The longest running feud in the magazine industry is between two men closely associated with The New Republic: Leon Wieseltier and Andrew Sullivan. It is a bit surprising, however, that TNR actually published the opening salvo in the last battle, a 4,000-word web of insinuations by Wieseltier, aptly entitled “Something Much Darker.”
Wieseltier never comes out and calls Sullivan an anti-Semite–perhaps because he is already on record saying emphatically that Sullivan is not an anti-Semite–yet that is unmistakably his case. The weakness of this charge is apparent from the opening volley, in which Wieseltier notes Sullivan’s posting of a quotation from W.H. Auden, in a letter to Ursula Niebuhr: “Trying to explain the doctrine of the Trinity to the readers of The New Republic is not easy.” When Auden wrote this, Wieseltier notes, “he was lightly lamenting the spiritual shallowness of the liberalism of his day.” But when Sullivan posts the quote, he claims, “he is baiting another class of people.”

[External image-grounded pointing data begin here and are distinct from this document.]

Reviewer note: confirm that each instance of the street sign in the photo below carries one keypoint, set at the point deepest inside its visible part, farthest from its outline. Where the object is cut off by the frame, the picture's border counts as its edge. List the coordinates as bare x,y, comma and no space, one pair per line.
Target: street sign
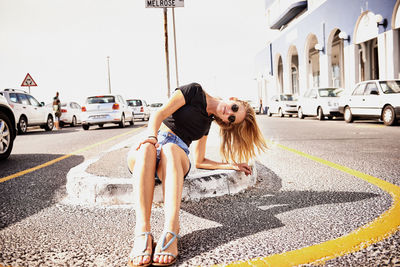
28,81
163,3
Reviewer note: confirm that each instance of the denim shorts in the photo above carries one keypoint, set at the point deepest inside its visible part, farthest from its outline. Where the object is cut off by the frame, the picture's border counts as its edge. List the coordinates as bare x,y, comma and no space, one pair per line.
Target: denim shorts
165,138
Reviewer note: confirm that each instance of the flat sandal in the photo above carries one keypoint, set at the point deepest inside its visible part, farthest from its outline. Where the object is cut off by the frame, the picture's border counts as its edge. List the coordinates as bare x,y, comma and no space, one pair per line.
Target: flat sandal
143,252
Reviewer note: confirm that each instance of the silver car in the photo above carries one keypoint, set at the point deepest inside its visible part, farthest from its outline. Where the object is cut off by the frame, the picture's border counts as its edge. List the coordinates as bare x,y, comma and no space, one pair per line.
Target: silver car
7,128
319,102
99,110
139,108
376,99
283,104
28,111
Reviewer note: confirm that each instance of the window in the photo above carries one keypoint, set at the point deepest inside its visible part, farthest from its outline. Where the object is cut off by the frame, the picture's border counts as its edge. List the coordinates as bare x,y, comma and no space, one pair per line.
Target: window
371,87
359,90
23,99
14,98
33,101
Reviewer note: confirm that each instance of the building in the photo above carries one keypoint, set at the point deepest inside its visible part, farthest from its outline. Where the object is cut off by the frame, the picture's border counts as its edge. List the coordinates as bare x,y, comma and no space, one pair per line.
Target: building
335,43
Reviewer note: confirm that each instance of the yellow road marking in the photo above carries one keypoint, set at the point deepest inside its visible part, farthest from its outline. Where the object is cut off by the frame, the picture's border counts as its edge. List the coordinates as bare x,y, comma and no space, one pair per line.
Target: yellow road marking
380,228
15,175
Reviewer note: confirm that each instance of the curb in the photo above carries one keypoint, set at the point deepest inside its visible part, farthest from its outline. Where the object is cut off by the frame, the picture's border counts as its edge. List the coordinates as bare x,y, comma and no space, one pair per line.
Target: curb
85,188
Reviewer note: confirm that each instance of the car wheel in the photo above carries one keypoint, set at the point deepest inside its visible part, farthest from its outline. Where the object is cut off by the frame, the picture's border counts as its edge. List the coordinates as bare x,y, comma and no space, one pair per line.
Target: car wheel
389,116
49,124
6,138
348,116
122,123
73,123
300,113
280,113
22,125
320,114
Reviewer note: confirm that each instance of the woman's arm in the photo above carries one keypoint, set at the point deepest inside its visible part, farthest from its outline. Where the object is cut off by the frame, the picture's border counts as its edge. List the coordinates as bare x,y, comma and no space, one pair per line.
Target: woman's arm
203,163
176,101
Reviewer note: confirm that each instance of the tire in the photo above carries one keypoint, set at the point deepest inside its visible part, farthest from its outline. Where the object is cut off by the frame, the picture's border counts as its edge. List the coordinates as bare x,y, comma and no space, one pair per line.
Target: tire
73,123
22,125
49,124
280,113
300,114
320,114
348,116
6,138
389,116
122,123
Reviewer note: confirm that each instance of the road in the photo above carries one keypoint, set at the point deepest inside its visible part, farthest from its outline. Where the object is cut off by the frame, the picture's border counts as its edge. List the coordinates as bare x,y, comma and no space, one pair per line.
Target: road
298,201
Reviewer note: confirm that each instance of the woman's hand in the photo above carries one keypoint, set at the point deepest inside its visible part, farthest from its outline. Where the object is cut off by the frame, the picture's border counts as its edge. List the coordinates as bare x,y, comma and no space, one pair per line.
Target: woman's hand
149,139
242,167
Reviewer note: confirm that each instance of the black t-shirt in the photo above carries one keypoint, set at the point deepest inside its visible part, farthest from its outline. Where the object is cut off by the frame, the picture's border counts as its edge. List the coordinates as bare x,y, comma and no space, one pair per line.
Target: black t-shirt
191,121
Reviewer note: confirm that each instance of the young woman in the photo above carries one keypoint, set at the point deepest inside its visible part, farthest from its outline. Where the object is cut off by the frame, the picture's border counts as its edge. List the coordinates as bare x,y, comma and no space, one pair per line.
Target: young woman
164,154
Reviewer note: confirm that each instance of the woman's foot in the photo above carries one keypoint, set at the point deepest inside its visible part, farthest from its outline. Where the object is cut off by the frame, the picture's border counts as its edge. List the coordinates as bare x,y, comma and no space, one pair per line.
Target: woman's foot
166,250
142,250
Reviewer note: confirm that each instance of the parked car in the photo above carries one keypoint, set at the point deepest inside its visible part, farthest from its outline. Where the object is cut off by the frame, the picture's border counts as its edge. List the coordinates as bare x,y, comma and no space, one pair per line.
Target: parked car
283,104
28,111
102,109
375,99
71,113
319,102
8,130
154,107
255,107
140,109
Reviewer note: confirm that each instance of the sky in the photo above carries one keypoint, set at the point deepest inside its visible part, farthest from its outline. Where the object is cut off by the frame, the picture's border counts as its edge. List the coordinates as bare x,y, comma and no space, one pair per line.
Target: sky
64,45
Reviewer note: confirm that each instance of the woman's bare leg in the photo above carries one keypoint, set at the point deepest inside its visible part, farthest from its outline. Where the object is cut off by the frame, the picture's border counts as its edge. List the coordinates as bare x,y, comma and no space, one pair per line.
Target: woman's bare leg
174,163
143,165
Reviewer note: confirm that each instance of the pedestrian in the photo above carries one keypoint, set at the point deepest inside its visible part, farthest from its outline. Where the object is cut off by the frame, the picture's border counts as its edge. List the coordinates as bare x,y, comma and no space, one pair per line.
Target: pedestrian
163,154
57,111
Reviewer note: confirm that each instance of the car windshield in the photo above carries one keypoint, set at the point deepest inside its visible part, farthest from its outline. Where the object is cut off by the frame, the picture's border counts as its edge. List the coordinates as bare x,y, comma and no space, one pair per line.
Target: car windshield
329,92
100,99
390,87
287,98
156,105
134,103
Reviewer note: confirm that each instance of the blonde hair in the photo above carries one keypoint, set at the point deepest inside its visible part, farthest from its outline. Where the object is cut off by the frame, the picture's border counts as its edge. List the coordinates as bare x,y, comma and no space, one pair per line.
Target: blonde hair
241,141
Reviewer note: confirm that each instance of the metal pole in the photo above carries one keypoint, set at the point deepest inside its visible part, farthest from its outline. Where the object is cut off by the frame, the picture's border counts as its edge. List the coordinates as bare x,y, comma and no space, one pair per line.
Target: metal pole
109,79
166,49
176,57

Regular readers of Sullivan’s blog know that he is a stout advocate of Reinhold Niebuhr. He believes, as I do, that Niebuhr’s writings about theology and politics are important for the current political environment, because they bring centuries of mainstream Protestantism to bear on the duties and responsibilities of a citizen in a democracy. They enrich the political dialogue. In citing them, Sullivan would seem to be asserting mainly that religion as such is a proper part of our political and social dialogue. This is one of several points on which Sullivan himself parts company with much American liberalism of the post-Kennedy era. It is bizarre to see it as an attack on Jews.
In support of this strange interpretation of a single quotation from Auden, Wieseltier focuses on Sullivan’s criticism of actions of the Israeli government, and particularly the way it conducted the war in Gaza. He highlights a series of posts in which Sullivan’s wording may be overheated and imprecise. Most of these blog posts were written as spontaneous expressions of anger after hearing the report of some atrocity. They are not the sort of thing a writer like Sullivan would likely put in a book and Wieseltier is able to score some modest debater’s points about loose usage of language.

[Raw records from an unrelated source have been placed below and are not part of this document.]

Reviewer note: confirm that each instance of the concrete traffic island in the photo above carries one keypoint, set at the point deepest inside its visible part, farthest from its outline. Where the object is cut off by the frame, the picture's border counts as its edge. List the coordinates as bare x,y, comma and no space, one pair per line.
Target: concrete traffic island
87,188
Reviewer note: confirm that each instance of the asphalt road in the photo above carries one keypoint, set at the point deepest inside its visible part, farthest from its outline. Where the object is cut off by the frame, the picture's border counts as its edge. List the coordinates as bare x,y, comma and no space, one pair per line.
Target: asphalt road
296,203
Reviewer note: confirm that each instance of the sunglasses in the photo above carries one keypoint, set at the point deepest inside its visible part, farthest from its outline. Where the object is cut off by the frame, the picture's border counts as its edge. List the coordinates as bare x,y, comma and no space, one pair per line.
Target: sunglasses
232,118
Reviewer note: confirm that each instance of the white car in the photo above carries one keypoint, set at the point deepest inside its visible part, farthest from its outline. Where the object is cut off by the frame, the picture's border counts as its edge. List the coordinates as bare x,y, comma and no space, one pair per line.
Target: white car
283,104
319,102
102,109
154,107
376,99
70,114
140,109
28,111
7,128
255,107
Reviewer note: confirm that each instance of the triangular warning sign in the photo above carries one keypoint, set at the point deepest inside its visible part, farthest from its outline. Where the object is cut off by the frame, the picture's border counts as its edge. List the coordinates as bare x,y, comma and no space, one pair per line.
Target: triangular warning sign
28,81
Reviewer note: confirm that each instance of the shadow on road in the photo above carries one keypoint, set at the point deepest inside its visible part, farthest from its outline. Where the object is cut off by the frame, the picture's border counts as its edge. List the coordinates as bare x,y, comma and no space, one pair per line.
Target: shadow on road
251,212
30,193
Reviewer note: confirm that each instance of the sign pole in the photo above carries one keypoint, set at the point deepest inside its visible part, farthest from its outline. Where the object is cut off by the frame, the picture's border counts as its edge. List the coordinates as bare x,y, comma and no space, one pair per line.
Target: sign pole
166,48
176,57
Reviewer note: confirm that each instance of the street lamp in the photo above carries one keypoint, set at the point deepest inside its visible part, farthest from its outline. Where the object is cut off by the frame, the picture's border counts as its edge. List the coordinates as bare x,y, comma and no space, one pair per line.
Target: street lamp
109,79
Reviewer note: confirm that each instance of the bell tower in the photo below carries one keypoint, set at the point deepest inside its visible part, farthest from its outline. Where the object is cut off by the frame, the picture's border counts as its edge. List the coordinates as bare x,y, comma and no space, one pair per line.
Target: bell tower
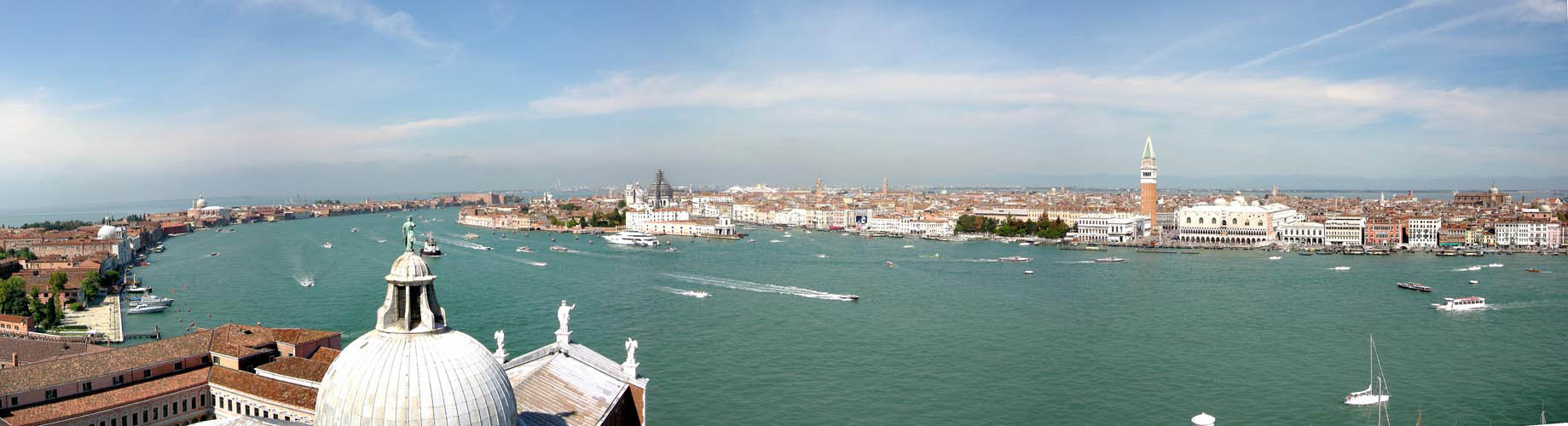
1149,198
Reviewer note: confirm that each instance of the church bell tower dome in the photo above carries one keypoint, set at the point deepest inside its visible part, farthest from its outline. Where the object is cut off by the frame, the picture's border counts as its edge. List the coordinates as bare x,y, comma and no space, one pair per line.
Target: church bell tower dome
411,368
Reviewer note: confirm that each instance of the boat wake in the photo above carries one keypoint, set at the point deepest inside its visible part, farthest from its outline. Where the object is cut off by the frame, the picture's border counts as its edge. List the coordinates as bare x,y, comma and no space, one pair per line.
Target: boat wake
691,293
761,287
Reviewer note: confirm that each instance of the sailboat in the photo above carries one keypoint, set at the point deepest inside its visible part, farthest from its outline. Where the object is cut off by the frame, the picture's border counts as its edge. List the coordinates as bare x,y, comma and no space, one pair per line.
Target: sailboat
1377,389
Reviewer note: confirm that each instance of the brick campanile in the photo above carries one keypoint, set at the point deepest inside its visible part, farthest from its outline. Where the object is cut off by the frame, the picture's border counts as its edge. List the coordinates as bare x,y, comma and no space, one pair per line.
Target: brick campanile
1149,196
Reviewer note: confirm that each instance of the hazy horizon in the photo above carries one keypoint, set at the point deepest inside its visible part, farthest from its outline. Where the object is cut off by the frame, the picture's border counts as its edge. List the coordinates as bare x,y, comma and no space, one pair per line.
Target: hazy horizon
155,101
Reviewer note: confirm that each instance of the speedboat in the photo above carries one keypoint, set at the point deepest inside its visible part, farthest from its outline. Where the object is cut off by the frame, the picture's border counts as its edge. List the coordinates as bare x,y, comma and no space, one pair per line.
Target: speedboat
633,239
430,250
1461,304
1415,285
145,309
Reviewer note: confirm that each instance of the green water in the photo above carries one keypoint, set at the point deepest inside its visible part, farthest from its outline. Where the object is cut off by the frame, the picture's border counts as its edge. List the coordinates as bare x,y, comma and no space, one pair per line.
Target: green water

Probably Wieseltier’s strongest zinger in this series comes when he quotes Sullivan talking about the “Krauthammer-Goldfarb wing,” suggesting that they represent a “wing” of American Jewry that endorses torture as a matter of government policy. These obviously weren’t the best chosen words, among other things because they lump together a serious thinker with a crude political propagandist, and they suggest that religious affinity is what produces these views. But such shorthand linkages are commonplace in the political fray, and it is mean-spirited to infer racism from them, when more explicit evidence is absent. When Wieseltier goes on to link the dubious charge of anti-Semitism to Sullivan’s stance on Israel, he only weakens his own criticisms of that stance.
Wieseltier has managed the back of TNR for an era, and he’s done a consistently good job. Moreover, as a writer he knows few equals within his generation. In Kaddish he produced a work that shatters previous stylistic molds, moving between the world of intellect and a highly personal pathos deeply engaged with rabbinical tradition. He demonstrated the relevance of that tradition to our own times in a very persuasive way. One should be prepared to forgive the author of such a work for an embarrassing couple of blog posts. But in the process of identifying passages that Sullivan might better have left unposted, Wieseltier has written his own. As throwdowns go, this one has a lot of sizzle and no substance.